On the night Barack Obama was elected president, the host of the BBC show I was doing asked me if race was thus – poof! -- no longer an issue in America. (Answer: Um, no. Thought bubble: Guess that British accent only makes you sound 30 percent smarter.) So today do we see that one of Harvard's best-known scholars, Henry Louis Gates, Jr., was arrested after forcing his way into . . . his own home? (Huh? Yes, and did I mention he's black? Ohhhh, now you get it.) In other news, Rep. Carolyn Maloney (D-N.Y.) has apologized for uttering the n-word while excitedly repeating a story that she apparently imagined would make her political rival, Sen. Kirsten Gillibrand (also D-N.Y.), look bad; where to begin? Here, I guess: The sickness of racism is not so exotic, is it, causing spasms still from Cambridge to the Upper East Side.
Though I recently took Emily Bazelon to task for automatically assigning the most benign possible explanation to Ruth Bader Ginsburg's shocking quote about how she had assumed Roe v. Wade would reduce those "populations that we don't want to have too many of,'' I have to admit that my first reaction to Maloney's slur was, "Oh, dear. (Beat.) Only, this is Carolyn Maloney we're talking about." Carolyn Maloney, who, because I know and like her, could not possibly have meant . . .
In a world where everyone is so eager to assume the worst, are those times when we do just the opposite really so bad? Yes, actually, inasmuch as both are based on judgments of intent, which we can't ever really know, versus words and actions, which we can -- and yet for partisan or personal reasons often prefer to ignore.
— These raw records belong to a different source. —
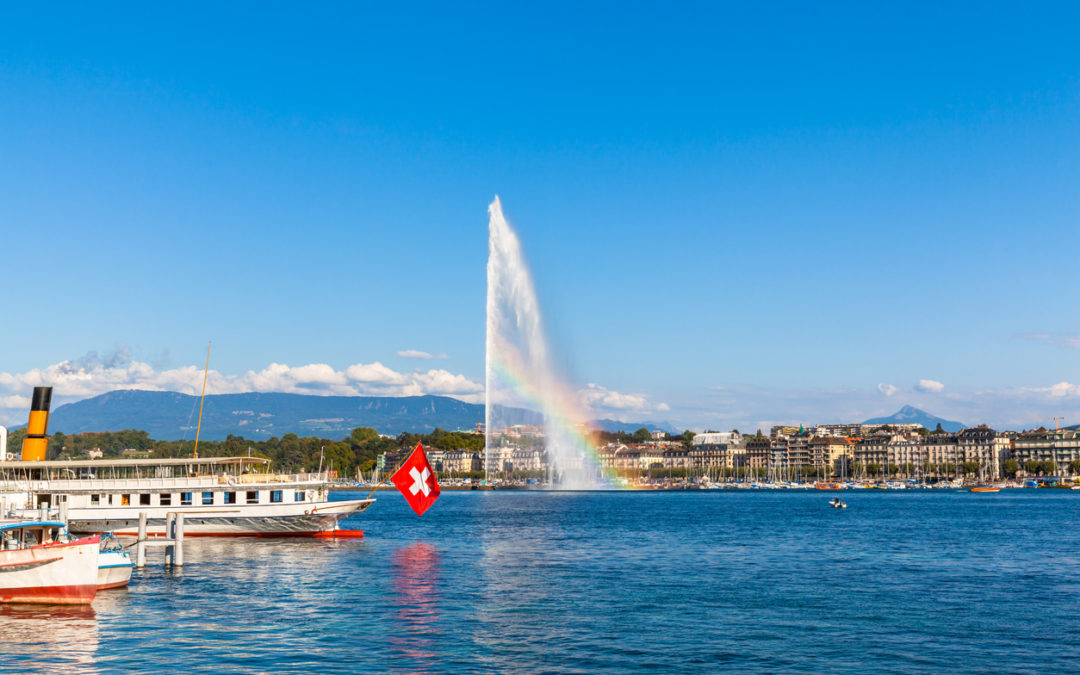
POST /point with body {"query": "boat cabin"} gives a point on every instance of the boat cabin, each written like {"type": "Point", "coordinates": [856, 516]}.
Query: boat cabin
{"type": "Point", "coordinates": [19, 535]}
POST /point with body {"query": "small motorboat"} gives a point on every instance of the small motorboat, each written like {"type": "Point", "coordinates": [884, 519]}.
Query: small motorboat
{"type": "Point", "coordinates": [113, 564]}
{"type": "Point", "coordinates": [41, 564]}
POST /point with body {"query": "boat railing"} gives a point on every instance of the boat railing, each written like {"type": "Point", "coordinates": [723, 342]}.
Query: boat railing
{"type": "Point", "coordinates": [187, 483]}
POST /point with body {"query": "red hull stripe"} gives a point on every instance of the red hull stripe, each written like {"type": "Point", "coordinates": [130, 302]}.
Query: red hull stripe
{"type": "Point", "coordinates": [331, 534]}
{"type": "Point", "coordinates": [32, 563]}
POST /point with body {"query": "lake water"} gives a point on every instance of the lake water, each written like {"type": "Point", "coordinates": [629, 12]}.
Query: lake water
{"type": "Point", "coordinates": [752, 581]}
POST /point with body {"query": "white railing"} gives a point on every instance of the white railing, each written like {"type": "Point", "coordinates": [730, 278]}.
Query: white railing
{"type": "Point", "coordinates": [193, 483]}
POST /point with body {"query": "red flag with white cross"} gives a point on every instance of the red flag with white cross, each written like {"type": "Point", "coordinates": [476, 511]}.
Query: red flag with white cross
{"type": "Point", "coordinates": [417, 482]}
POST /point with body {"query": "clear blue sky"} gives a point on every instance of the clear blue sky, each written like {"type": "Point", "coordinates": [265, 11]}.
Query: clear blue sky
{"type": "Point", "coordinates": [793, 203]}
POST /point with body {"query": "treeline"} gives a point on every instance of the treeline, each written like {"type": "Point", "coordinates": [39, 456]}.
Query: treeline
{"type": "Point", "coordinates": [289, 453]}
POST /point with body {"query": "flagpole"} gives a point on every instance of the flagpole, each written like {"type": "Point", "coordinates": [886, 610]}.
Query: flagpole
{"type": "Point", "coordinates": [402, 461]}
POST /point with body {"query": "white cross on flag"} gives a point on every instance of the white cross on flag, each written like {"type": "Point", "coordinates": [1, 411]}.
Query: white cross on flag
{"type": "Point", "coordinates": [417, 481]}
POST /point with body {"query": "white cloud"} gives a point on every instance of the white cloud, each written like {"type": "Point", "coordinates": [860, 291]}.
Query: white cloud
{"type": "Point", "coordinates": [602, 399]}
{"type": "Point", "coordinates": [91, 376]}
{"type": "Point", "coordinates": [931, 387]}
{"type": "Point", "coordinates": [416, 353]}
{"type": "Point", "coordinates": [1060, 390]}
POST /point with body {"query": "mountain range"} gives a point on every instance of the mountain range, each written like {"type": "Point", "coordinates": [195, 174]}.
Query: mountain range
{"type": "Point", "coordinates": [908, 415]}
{"type": "Point", "coordinates": [171, 416]}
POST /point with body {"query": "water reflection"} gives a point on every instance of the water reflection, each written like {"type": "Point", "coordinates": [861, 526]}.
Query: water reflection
{"type": "Point", "coordinates": [416, 578]}
{"type": "Point", "coordinates": [51, 637]}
Does that mean I think this incident reveals Maloney's inner hater? No, though I am reminded of the time I cursed in front of my mother and she said hmm, the way that fell out of your mouth, you'd almost think you'd said it before.
And whether that's the case with Maloney and her N-bomb, the way she forgot herself in her eagerness to tar her opponent without question reveals something true, something ugly, something that by any measure qualifies as "news we can use."